Harvard University Astronomy Department chair Avi Loeb has defended his hypothesis that a strange object—the Oumuamua—found in the solar system might be an alien probe.
“Possibly we’ll get a message that says, ‘Welcome to the interstellar club.’ Or we’ll discover multiple dead civilizations—that is, we’ll find their remains.”
Loeb, 56, and fellow researcher Shmuel Bialy published a paper a few weeks ago speculation that the object isn’t a comet or asteroid.
Due to its strange trajectory, it might be an artificial light sail.
According to the report, the Search for Extraterrestrial Intelligence checked to see if the object emitted any radio messages or frequencies. However, none were found.
Loeb said he isn’t discouraged by the finding.
“I don’t care what people say,” he told the newspaper.
“I say what I think, and if the broad public takes an interest in what I say, that’s a welcome result as far as I’m concerned, but an indirect result. Science isn’t like politics: It is not based on popularity polls.”
He elaborated further on his hypothesis, which will likely draw more controversy in the astronomy community.
“We have no way of knowing whether it’s active technology, or a spaceship that is no longer operative and is continuing to float in space,” the newspaper quoted him as saying. “But if Oumuamua was created together with a whole population of similar objects that were launched randomly, the fact that we discovered it means that its creators launched a quadrillion probes like it to every star in the Milky Way.”
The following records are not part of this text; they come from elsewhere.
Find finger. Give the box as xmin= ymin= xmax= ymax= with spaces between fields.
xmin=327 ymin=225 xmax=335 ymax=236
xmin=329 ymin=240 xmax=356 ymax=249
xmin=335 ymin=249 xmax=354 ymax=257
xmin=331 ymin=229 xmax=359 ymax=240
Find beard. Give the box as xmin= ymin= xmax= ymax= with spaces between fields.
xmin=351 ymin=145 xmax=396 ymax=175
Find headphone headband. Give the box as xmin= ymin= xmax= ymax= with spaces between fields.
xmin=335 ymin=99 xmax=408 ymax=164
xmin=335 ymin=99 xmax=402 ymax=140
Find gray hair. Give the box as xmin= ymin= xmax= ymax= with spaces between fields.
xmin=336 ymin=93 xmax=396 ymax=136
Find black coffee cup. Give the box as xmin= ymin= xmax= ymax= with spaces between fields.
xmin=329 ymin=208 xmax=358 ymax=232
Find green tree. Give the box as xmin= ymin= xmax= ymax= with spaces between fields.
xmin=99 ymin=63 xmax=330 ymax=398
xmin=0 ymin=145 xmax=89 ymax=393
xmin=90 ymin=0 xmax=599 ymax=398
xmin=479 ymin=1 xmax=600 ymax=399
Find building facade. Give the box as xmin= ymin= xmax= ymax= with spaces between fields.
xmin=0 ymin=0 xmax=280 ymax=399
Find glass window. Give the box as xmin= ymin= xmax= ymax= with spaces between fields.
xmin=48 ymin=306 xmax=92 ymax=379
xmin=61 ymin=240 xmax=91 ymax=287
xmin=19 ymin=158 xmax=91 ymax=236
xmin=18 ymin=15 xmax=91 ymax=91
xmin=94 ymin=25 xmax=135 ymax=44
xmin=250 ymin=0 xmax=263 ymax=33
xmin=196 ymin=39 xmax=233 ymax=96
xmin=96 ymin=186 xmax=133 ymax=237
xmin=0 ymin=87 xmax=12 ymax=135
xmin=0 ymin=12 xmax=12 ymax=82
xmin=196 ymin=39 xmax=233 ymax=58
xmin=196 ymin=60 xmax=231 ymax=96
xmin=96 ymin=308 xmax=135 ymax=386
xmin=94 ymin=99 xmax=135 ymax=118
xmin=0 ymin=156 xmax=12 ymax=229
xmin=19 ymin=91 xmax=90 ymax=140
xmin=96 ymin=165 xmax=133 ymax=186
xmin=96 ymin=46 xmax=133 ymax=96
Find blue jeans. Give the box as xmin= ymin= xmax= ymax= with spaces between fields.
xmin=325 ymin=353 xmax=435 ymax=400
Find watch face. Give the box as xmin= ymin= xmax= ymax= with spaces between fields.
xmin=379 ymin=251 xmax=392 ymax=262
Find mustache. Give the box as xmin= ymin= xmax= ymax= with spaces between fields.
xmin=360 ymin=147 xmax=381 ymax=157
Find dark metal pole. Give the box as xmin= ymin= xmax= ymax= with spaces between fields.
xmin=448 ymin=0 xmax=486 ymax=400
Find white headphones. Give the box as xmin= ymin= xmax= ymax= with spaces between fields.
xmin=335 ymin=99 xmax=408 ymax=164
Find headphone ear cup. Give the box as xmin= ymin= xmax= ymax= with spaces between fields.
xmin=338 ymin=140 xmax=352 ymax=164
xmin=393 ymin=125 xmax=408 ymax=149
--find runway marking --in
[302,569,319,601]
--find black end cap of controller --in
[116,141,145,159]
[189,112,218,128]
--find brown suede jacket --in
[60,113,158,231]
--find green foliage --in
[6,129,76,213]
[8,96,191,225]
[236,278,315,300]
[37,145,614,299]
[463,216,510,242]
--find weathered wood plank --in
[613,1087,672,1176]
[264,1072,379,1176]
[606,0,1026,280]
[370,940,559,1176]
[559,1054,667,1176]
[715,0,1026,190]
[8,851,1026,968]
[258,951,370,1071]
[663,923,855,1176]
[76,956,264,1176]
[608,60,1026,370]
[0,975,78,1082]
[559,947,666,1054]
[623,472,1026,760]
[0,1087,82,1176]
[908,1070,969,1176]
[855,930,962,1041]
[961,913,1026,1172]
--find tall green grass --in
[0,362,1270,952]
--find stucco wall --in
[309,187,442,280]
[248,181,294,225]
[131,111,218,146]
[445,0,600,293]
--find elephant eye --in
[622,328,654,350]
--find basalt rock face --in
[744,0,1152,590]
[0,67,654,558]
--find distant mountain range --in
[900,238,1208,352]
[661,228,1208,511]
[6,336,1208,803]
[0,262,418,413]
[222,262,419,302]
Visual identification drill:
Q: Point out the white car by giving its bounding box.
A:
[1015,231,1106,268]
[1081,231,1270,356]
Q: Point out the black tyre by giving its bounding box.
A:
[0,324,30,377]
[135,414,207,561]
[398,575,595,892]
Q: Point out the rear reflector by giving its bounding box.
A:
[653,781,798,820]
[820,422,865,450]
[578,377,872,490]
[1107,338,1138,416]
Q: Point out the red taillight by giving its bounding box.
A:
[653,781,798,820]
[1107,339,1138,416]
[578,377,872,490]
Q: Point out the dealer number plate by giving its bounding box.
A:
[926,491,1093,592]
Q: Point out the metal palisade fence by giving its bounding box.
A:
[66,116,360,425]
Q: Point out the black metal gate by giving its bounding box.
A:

Loeb said he thinks the universe is littered with alien debris.
“Our approach should be an archaeological one,” he added. “In the same way we dig in the ground to find cultures that no longer exist, we must dig in space in order to discover civilizations that existed outside the planet Earth.”
In November, the physicist and astronomer who discovered the Oumuamua, the first interstellar object ever discovered in the solar system, said a theory that the object is “a lightsail of artificial origin” is wild speculation.
“When we first saw this object, it was traveling faster than that, so we know for a fact that it’s from outside our solar system. We decided that it was a comet that had a bit of outgassing that wasn’t visible from the ground, which is why it didn’t appear to be a comet.”